Seaking Posted August 10, 2014 Author #5 Posted August 10, 2014 Any chance during the looking for spark checks that perhaps one or more spark plug caps were not seated back onto spark plugs? Thanks Neil.. That did cross my mind.. it also occured me to me that I did change spark plugs but honestly can't remember if it was before or after this last stint.. (so many parts, so little memory).. I'll check those tomorrow and hopefully find something.. Apart from burning more fuel letting it idle at 1500 rpm, is there any other harm that can come to the bike by leaving it as is for the time being until a fix is found? It runs great while riding, lots of power, no backfire or anything amiss other than the idle issue..
djh3 Posted August 10, 2014 #6 Posted August 10, 2014 One thing I can think of is you may have what we use to call "dieseling" or "run on" after you turn the engine off. Because the RPM are high and of course drawing more fuel it will want to run after the key is off. It will stop, but it just has a clunky pingy sound momentarily.
Neil86 Posted August 10, 2014 #7 Posted August 10, 2014 (edited) If you are still running the Dyna igniter....any chance the setting switch was disturbed...I know a few have had grief with erratic operation using Dyna...thinking maybe it got disturbed somehow...never messed with one, understand some use dip switches to select modes. Any diagnostic codes showing on the Dyna? Edited August 10, 2014 by Neil86
Seaking Posted August 10, 2014 Author #8 Posted August 10, 2014 Thanks Neil, I had a look at the Dyna before putting it back in to make sure I had the same settings, it's set on curve 3 as before. I have the OEM igniter unit and tried putting it back but for the life of me can't get it to fit in.. Its a bit larger than the Dyna and for all intended purposes, acts like the cables are way too short to slide down and onto the two studs.. I'll be taking the bike apart again this afternoon and may swap it out and manage somehow to jumper the battery to the leads on the bike since there's no room for the battery in the box with the OEM igniter unit not properly installed.. I had the bike out this morning and it started right away on the first go of the starter button, but wouldn't hold a low idle.. if I keep the idle up at 1500, it will idle fine.. sometimes dip to 1000, but won't die.. set it any lower than 1500 and the bike will idle fine for a bit and then falter... and die if not attended to.. Other than that, wow does the bike perform well while riding.. it's just that grrr idle issue causing the remaining grief.. I'll let you know how it goes. Thanks again
Neil86 Posted August 11, 2014 #9 Posted August 11, 2014 Does the model of Dyna you run have any diagnostic lights?
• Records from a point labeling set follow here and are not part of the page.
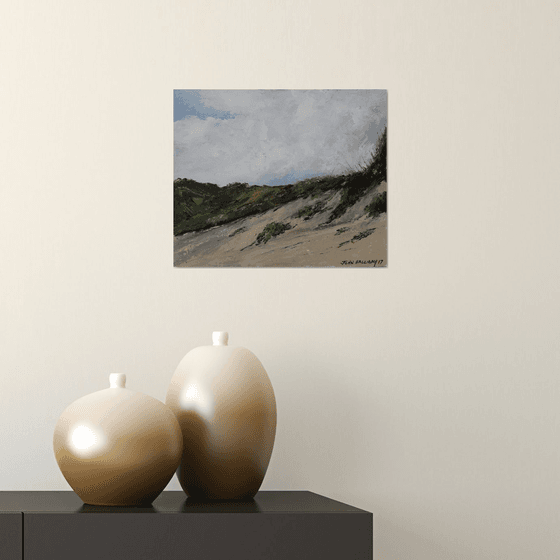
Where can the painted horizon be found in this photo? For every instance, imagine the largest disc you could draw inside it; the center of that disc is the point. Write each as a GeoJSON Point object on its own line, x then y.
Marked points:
{"type": "Point", "coordinates": [280, 178]}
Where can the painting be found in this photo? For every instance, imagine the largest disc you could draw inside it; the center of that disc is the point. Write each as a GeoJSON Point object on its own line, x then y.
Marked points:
{"type": "Point", "coordinates": [280, 178]}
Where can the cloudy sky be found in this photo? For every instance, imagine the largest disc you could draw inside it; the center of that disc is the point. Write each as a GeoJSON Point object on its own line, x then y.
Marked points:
{"type": "Point", "coordinates": [273, 137]}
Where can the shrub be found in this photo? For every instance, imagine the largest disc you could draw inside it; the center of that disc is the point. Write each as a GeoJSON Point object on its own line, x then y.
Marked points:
{"type": "Point", "coordinates": [272, 230]}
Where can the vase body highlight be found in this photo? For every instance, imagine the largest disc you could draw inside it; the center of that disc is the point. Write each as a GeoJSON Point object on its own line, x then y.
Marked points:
{"type": "Point", "coordinates": [117, 447]}
{"type": "Point", "coordinates": [225, 405]}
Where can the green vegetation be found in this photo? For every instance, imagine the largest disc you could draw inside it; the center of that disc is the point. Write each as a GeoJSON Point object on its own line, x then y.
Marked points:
{"type": "Point", "coordinates": [378, 205]}
{"type": "Point", "coordinates": [238, 230]}
{"type": "Point", "coordinates": [199, 206]}
{"type": "Point", "coordinates": [272, 230]}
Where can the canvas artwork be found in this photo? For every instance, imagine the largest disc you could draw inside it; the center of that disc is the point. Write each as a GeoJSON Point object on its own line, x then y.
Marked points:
{"type": "Point", "coordinates": [280, 178]}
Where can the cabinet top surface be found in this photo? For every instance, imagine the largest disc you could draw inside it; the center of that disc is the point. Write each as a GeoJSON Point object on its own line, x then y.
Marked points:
{"type": "Point", "coordinates": [175, 502]}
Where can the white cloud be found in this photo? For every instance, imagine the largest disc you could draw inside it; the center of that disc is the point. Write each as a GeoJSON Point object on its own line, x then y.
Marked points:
{"type": "Point", "coordinates": [276, 132]}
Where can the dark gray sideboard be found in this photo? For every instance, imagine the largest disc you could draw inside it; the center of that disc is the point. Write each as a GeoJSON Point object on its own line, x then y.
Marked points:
{"type": "Point", "coordinates": [284, 525]}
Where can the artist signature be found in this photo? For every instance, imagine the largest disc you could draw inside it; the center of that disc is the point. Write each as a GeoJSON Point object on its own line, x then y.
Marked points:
{"type": "Point", "coordinates": [376, 262]}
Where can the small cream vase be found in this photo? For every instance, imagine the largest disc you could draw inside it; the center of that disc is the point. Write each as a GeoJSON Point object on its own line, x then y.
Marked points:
{"type": "Point", "coordinates": [117, 447]}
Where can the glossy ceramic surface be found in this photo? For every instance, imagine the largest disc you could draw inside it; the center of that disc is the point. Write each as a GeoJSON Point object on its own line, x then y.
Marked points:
{"type": "Point", "coordinates": [117, 446]}
{"type": "Point", "coordinates": [225, 405]}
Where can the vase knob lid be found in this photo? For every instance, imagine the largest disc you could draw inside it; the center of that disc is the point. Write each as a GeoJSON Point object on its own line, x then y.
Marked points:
{"type": "Point", "coordinates": [219, 338]}
{"type": "Point", "coordinates": [117, 380]}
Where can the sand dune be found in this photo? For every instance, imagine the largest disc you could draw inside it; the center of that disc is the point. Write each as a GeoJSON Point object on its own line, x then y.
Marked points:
{"type": "Point", "coordinates": [352, 240]}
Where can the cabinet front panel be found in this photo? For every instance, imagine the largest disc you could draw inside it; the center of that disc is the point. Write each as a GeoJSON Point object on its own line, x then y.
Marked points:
{"type": "Point", "coordinates": [10, 536]}
{"type": "Point", "coordinates": [210, 536]}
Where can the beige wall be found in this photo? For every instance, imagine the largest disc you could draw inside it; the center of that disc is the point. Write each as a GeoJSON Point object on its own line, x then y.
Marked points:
{"type": "Point", "coordinates": [428, 392]}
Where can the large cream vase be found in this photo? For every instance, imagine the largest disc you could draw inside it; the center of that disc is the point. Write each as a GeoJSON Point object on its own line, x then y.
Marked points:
{"type": "Point", "coordinates": [225, 405]}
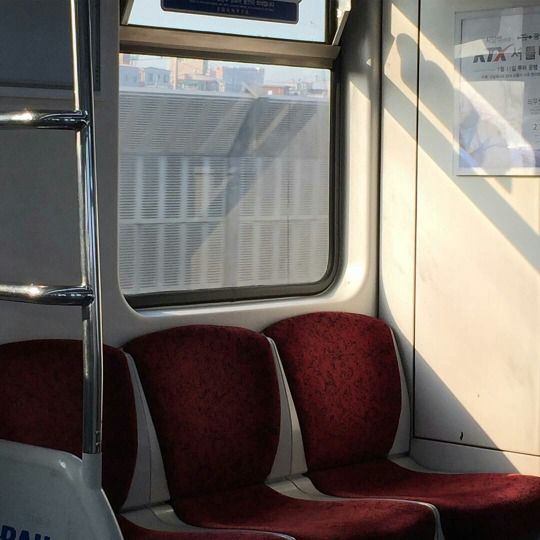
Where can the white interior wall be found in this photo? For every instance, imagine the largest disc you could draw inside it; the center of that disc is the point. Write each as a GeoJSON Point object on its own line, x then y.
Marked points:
{"type": "Point", "coordinates": [39, 219]}
{"type": "Point", "coordinates": [467, 292]}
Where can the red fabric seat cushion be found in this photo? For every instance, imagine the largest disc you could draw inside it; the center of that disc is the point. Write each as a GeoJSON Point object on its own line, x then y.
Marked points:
{"type": "Point", "coordinates": [214, 398]}
{"type": "Point", "coordinates": [261, 508]}
{"type": "Point", "coordinates": [41, 388]}
{"type": "Point", "coordinates": [135, 532]}
{"type": "Point", "coordinates": [472, 506]}
{"type": "Point", "coordinates": [345, 383]}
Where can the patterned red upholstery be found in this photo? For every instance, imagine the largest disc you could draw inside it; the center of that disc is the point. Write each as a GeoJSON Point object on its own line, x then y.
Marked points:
{"type": "Point", "coordinates": [346, 414]}
{"type": "Point", "coordinates": [472, 506]}
{"type": "Point", "coordinates": [260, 507]}
{"type": "Point", "coordinates": [41, 389]}
{"type": "Point", "coordinates": [214, 398]}
{"type": "Point", "coordinates": [134, 532]}
{"type": "Point", "coordinates": [330, 356]}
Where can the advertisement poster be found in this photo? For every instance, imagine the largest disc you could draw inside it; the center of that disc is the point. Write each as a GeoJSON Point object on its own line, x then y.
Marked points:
{"type": "Point", "coordinates": [498, 93]}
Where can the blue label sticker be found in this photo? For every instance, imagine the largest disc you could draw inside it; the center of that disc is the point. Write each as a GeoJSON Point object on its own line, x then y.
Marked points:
{"type": "Point", "coordinates": [10, 533]}
{"type": "Point", "coordinates": [264, 10]}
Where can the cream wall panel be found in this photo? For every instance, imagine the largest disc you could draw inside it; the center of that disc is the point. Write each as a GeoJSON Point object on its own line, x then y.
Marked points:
{"type": "Point", "coordinates": [477, 275]}
{"type": "Point", "coordinates": [398, 173]}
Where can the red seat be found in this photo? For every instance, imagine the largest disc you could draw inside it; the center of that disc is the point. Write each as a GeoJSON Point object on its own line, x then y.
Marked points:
{"type": "Point", "coordinates": [344, 379]}
{"type": "Point", "coordinates": [134, 532]}
{"type": "Point", "coordinates": [41, 389]}
{"type": "Point", "coordinates": [214, 398]}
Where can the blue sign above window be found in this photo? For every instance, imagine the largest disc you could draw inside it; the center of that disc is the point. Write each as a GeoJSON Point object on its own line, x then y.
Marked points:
{"type": "Point", "coordinates": [263, 10]}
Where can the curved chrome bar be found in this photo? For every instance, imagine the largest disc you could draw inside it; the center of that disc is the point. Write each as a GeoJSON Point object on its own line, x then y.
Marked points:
{"type": "Point", "coordinates": [56, 295]}
{"type": "Point", "coordinates": [68, 120]}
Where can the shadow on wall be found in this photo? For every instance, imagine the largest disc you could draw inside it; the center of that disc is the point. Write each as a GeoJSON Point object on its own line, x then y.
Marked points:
{"type": "Point", "coordinates": [438, 144]}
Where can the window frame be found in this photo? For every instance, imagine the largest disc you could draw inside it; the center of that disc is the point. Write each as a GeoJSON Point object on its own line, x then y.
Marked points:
{"type": "Point", "coordinates": [210, 46]}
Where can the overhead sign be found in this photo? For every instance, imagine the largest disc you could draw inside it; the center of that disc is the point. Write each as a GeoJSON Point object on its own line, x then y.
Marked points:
{"type": "Point", "coordinates": [285, 11]}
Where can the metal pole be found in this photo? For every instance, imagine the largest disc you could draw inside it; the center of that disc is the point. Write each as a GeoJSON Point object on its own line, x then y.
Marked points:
{"type": "Point", "coordinates": [83, 81]}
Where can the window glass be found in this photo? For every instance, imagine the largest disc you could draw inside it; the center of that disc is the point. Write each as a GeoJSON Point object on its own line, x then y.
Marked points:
{"type": "Point", "coordinates": [310, 27]}
{"type": "Point", "coordinates": [224, 174]}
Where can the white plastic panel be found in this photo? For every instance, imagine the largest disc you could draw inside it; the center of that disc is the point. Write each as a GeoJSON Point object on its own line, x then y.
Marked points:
{"type": "Point", "coordinates": [44, 493]}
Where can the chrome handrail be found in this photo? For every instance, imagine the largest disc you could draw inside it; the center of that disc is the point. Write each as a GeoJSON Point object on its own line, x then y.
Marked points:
{"type": "Point", "coordinates": [52, 295]}
{"type": "Point", "coordinates": [83, 83]}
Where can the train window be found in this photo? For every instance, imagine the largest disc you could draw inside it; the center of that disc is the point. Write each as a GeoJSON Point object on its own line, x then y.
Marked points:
{"type": "Point", "coordinates": [311, 25]}
{"type": "Point", "coordinates": [224, 180]}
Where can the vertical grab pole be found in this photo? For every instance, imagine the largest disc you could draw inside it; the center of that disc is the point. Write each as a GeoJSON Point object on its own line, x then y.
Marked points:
{"type": "Point", "coordinates": [83, 82]}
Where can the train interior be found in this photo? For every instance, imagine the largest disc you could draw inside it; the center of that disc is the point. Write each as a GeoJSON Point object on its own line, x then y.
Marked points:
{"type": "Point", "coordinates": [306, 241]}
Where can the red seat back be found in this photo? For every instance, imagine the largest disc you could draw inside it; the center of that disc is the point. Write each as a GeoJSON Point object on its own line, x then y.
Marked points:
{"type": "Point", "coordinates": [41, 389]}
{"type": "Point", "coordinates": [345, 383]}
{"type": "Point", "coordinates": [214, 398]}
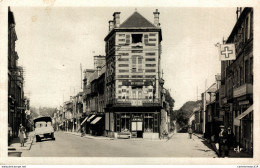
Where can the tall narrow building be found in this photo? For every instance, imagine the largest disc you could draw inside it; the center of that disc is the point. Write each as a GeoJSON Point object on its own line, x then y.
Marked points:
{"type": "Point", "coordinates": [133, 81]}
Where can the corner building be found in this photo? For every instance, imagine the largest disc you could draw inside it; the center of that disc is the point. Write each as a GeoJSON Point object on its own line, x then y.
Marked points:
{"type": "Point", "coordinates": [133, 82]}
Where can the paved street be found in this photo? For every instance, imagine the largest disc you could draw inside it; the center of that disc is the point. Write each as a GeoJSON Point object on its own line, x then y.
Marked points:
{"type": "Point", "coordinates": [68, 145]}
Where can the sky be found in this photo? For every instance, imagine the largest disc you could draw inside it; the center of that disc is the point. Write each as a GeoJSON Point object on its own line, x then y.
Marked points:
{"type": "Point", "coordinates": [53, 42]}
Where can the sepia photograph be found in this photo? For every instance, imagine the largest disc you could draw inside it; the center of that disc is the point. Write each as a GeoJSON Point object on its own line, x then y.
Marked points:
{"type": "Point", "coordinates": [130, 82]}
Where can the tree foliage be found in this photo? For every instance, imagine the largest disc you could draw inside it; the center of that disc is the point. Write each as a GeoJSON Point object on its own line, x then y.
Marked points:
{"type": "Point", "coordinates": [34, 112]}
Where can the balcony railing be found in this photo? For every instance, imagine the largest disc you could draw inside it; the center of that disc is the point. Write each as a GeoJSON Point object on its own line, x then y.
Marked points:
{"type": "Point", "coordinates": [243, 90]}
{"type": "Point", "coordinates": [137, 102]}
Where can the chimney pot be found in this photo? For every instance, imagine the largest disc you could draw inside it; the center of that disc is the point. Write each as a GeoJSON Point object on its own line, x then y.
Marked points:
{"type": "Point", "coordinates": [156, 18]}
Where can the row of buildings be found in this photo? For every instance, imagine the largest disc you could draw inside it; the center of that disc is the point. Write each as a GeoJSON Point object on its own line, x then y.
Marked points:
{"type": "Point", "coordinates": [18, 104]}
{"type": "Point", "coordinates": [124, 93]}
{"type": "Point", "coordinates": [229, 101]}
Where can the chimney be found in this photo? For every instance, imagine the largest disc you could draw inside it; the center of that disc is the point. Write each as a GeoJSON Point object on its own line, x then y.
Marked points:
{"type": "Point", "coordinates": [111, 25]}
{"type": "Point", "coordinates": [156, 17]}
{"type": "Point", "coordinates": [116, 19]}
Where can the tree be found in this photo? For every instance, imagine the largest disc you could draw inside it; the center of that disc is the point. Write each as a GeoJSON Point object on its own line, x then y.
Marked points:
{"type": "Point", "coordinates": [171, 101]}
{"type": "Point", "coordinates": [47, 111]}
{"type": "Point", "coordinates": [182, 115]}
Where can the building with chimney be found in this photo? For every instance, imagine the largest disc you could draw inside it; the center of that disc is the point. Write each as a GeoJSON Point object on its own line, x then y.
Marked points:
{"type": "Point", "coordinates": [93, 97]}
{"type": "Point", "coordinates": [16, 101]}
{"type": "Point", "coordinates": [133, 80]}
{"type": "Point", "coordinates": [236, 91]}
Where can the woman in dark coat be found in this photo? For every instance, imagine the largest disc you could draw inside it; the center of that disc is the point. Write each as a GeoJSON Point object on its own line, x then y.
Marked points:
{"type": "Point", "coordinates": [21, 134]}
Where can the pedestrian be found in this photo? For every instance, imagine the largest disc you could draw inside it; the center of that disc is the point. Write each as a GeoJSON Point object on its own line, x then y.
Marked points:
{"type": "Point", "coordinates": [21, 134]}
{"type": "Point", "coordinates": [83, 131]}
{"type": "Point", "coordinates": [222, 141]}
{"type": "Point", "coordinates": [190, 131]}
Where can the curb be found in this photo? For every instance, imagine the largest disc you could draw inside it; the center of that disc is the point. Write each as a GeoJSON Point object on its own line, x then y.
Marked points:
{"type": "Point", "coordinates": [89, 137]}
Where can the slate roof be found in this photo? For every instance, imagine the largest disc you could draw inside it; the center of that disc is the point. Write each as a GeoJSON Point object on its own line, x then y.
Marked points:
{"type": "Point", "coordinates": [136, 20]}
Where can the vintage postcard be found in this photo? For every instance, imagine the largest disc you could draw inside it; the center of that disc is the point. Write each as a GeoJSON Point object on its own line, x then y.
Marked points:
{"type": "Point", "coordinates": [117, 82]}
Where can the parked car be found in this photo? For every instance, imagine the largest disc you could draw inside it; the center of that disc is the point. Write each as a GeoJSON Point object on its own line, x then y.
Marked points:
{"type": "Point", "coordinates": [43, 128]}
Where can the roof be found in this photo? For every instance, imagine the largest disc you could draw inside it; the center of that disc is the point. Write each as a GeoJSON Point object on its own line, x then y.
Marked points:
{"type": "Point", "coordinates": [136, 20]}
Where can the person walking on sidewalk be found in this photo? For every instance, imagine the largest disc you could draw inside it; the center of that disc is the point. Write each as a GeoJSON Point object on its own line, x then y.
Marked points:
{"type": "Point", "coordinates": [190, 131]}
{"type": "Point", "coordinates": [21, 134]}
{"type": "Point", "coordinates": [222, 141]}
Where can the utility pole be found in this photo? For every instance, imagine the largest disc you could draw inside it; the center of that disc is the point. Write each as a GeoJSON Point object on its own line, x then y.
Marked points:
{"type": "Point", "coordinates": [204, 109]}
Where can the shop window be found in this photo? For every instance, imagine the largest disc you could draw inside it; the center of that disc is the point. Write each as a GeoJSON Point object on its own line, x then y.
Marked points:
{"type": "Point", "coordinates": [137, 38]}
{"type": "Point", "coordinates": [125, 120]}
{"type": "Point", "coordinates": [148, 122]}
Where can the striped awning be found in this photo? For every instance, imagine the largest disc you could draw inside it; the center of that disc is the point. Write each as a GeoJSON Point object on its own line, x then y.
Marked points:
{"type": "Point", "coordinates": [91, 118]}
{"type": "Point", "coordinates": [96, 120]}
{"type": "Point", "coordinates": [84, 121]}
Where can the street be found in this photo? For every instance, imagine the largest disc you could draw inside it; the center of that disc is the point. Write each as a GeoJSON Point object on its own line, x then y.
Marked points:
{"type": "Point", "coordinates": [68, 145]}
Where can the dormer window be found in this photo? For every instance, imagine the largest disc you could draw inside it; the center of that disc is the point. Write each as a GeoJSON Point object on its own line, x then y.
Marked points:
{"type": "Point", "coordinates": [137, 38]}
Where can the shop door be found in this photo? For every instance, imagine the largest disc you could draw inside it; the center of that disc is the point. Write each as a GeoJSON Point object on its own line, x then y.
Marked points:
{"type": "Point", "coordinates": [137, 127]}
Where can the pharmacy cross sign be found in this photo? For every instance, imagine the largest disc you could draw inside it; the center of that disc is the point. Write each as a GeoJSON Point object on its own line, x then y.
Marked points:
{"type": "Point", "coordinates": [226, 52]}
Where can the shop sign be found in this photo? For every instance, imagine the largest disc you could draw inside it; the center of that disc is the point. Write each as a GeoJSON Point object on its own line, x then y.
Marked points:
{"type": "Point", "coordinates": [243, 90]}
{"type": "Point", "coordinates": [243, 102]}
{"type": "Point", "coordinates": [225, 100]}
{"type": "Point", "coordinates": [20, 108]}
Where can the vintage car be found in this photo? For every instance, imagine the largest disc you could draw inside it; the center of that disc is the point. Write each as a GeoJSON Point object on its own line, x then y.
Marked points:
{"type": "Point", "coordinates": [43, 128]}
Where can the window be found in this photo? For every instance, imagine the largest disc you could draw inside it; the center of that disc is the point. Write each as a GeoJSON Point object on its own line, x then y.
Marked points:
{"type": "Point", "coordinates": [123, 59]}
{"type": "Point", "coordinates": [136, 64]}
{"type": "Point", "coordinates": [247, 71]}
{"type": "Point", "coordinates": [150, 70]}
{"type": "Point", "coordinates": [123, 54]}
{"type": "Point", "coordinates": [150, 76]}
{"type": "Point", "coordinates": [137, 51]}
{"type": "Point", "coordinates": [251, 70]}
{"type": "Point", "coordinates": [125, 120]}
{"type": "Point", "coordinates": [148, 122]}
{"type": "Point", "coordinates": [153, 39]}
{"type": "Point", "coordinates": [123, 76]}
{"type": "Point", "coordinates": [123, 65]}
{"type": "Point", "coordinates": [251, 24]}
{"type": "Point", "coordinates": [150, 59]}
{"type": "Point", "coordinates": [137, 38]}
{"type": "Point", "coordinates": [247, 28]}
{"type": "Point", "coordinates": [127, 39]}
{"type": "Point", "coordinates": [123, 70]}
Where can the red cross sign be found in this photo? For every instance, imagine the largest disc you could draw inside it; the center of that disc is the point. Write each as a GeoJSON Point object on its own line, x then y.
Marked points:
{"type": "Point", "coordinates": [227, 52]}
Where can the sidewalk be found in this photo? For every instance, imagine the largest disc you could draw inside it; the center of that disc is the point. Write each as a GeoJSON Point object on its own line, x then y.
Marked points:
{"type": "Point", "coordinates": [107, 138]}
{"type": "Point", "coordinates": [15, 149]}
{"type": "Point", "coordinates": [90, 136]}
{"type": "Point", "coordinates": [232, 153]}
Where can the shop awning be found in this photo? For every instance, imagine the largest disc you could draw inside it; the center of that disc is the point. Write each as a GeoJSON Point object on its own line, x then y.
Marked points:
{"type": "Point", "coordinates": [242, 115]}
{"type": "Point", "coordinates": [96, 120]}
{"type": "Point", "coordinates": [84, 121]}
{"type": "Point", "coordinates": [90, 118]}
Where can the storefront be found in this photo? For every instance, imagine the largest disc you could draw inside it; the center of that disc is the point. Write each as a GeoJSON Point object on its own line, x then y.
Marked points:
{"type": "Point", "coordinates": [139, 124]}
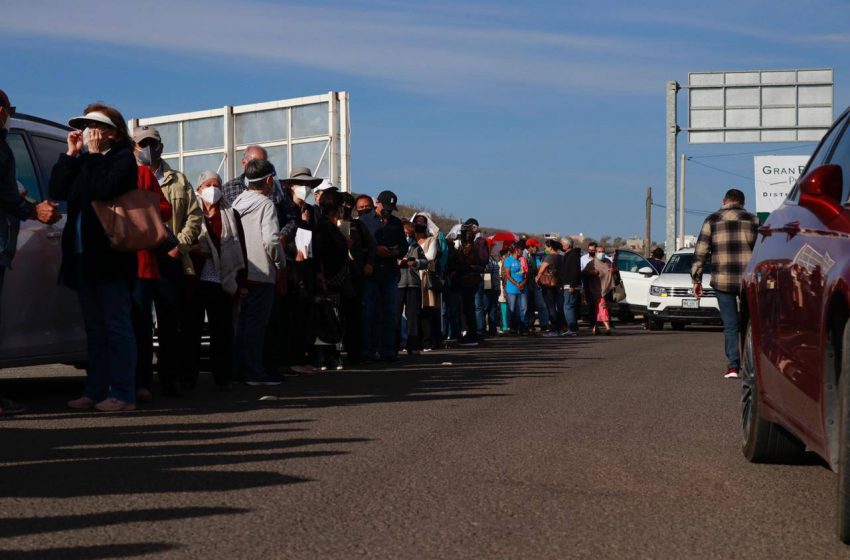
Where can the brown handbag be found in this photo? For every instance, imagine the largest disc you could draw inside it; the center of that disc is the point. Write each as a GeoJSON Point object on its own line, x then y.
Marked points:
{"type": "Point", "coordinates": [132, 221]}
{"type": "Point", "coordinates": [548, 278]}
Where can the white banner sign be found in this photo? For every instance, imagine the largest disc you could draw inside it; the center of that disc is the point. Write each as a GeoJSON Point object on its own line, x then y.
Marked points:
{"type": "Point", "coordinates": [775, 177]}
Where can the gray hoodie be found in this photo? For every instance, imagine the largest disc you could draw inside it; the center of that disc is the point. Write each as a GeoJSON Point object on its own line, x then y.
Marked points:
{"type": "Point", "coordinates": [262, 243]}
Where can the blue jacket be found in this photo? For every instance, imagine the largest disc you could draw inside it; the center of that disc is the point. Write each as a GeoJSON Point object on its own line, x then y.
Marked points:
{"type": "Point", "coordinates": [13, 207]}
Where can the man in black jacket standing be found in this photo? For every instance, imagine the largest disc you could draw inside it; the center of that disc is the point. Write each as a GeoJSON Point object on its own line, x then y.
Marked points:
{"type": "Point", "coordinates": [14, 208]}
{"type": "Point", "coordinates": [569, 276]}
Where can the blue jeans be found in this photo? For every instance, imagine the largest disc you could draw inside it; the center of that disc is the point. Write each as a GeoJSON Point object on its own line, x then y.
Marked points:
{"type": "Point", "coordinates": [517, 311]}
{"type": "Point", "coordinates": [487, 310]}
{"type": "Point", "coordinates": [143, 329]}
{"type": "Point", "coordinates": [728, 302]}
{"type": "Point", "coordinates": [571, 303]}
{"type": "Point", "coordinates": [451, 313]}
{"type": "Point", "coordinates": [254, 314]}
{"type": "Point", "coordinates": [111, 343]}
{"type": "Point", "coordinates": [380, 306]}
{"type": "Point", "coordinates": [537, 303]}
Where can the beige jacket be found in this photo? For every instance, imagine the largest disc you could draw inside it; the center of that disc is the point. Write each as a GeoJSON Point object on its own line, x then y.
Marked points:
{"type": "Point", "coordinates": [186, 216]}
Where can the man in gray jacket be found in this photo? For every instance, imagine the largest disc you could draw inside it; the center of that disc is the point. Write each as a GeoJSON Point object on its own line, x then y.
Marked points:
{"type": "Point", "coordinates": [265, 258]}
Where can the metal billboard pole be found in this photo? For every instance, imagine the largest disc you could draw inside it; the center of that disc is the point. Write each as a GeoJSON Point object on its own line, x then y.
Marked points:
{"type": "Point", "coordinates": [682, 204]}
{"type": "Point", "coordinates": [672, 133]}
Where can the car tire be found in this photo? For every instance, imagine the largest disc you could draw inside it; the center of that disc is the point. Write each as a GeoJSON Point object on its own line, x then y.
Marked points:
{"type": "Point", "coordinates": [624, 314]}
{"type": "Point", "coordinates": [843, 489]}
{"type": "Point", "coordinates": [763, 441]}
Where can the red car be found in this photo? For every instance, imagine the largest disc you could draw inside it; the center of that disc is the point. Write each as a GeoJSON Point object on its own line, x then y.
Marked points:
{"type": "Point", "coordinates": [795, 306]}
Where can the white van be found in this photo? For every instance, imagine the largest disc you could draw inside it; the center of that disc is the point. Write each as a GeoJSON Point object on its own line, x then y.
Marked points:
{"type": "Point", "coordinates": [671, 295]}
{"type": "Point", "coordinates": [41, 322]}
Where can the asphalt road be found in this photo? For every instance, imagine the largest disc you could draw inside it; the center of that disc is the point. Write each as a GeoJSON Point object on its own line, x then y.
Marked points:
{"type": "Point", "coordinates": [620, 447]}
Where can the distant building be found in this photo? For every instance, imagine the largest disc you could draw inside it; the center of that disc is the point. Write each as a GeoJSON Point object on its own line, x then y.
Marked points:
{"type": "Point", "coordinates": [635, 243]}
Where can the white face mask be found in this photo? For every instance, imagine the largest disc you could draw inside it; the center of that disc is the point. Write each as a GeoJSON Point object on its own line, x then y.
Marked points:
{"type": "Point", "coordinates": [211, 195]}
{"type": "Point", "coordinates": [301, 192]}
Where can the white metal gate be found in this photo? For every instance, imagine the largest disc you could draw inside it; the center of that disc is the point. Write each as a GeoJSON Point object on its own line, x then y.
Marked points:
{"type": "Point", "coordinates": [302, 132]}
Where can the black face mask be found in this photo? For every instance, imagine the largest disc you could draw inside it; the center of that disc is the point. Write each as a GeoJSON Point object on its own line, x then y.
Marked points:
{"type": "Point", "coordinates": [149, 155]}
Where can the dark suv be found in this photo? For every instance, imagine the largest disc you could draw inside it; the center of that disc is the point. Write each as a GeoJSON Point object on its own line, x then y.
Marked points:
{"type": "Point", "coordinates": [41, 321]}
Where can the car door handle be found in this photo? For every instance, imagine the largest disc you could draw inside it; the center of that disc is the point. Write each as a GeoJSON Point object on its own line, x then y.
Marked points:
{"type": "Point", "coordinates": [791, 228]}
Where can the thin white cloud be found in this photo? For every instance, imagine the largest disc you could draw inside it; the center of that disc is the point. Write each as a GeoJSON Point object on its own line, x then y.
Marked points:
{"type": "Point", "coordinates": [419, 50]}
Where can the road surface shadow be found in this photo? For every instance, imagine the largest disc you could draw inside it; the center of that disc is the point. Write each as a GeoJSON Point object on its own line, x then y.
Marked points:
{"type": "Point", "coordinates": [92, 552]}
{"type": "Point", "coordinates": [21, 526]}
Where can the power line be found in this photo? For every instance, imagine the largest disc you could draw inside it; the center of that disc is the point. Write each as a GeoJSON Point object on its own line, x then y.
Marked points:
{"type": "Point", "coordinates": [758, 152]}
{"type": "Point", "coordinates": [750, 177]}
{"type": "Point", "coordinates": [690, 211]}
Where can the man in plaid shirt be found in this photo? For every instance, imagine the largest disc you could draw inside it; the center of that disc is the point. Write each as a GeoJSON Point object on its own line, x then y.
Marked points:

Seaking Posted August 11, 2014 Author #10 Posted August 11, 2014 Does the model of Dyna you run have any diagnostic lights? It just has a red light to tell you when it's on.. I swapped out to the OEM ingniter box and the problem persists. New spark plugs, same story.. Can't find if there is a vacuum leak or intake leak with use of propane around the boots etc. Starting to think that something got into the carb causing an issue with the idle circuit. I had the fuel lines at the pump and carb body off to check for obstructions and its possible that dirt got in the system.. Though the bike will idle fine at 1500 rpm, its still ridable, starts ok.. awesome running. When I have the time I'll have to pull the carbs out and give them a proper cleaning.. or it will clean itself out with some Seafoam for the rest of the summer.. Impressive how well the bike runs on the highway and back roads.. smooth engine, lots of power.. no popping or backfires.. just smooth power.. its only at idle that there is a problem.. I'll give the carbs another synch tomorrow, see if it's displaced at all since the other day..
billmac Posted August 11, 2014 #11 Posted August 11, 2014 when you have your sync tool hooked up can you turn the idle down to 1000 and how does it idle? may be one of the plugs or hoses on the carb is leaking air throwing the idle mix off. I also ride a couple or more mile just before I sync the carbs so the motor is nice and warm and the carb heaters turn off. don't know why they always come on when I first start even when its 70+ degrees out. two min of idle will usually turn them off.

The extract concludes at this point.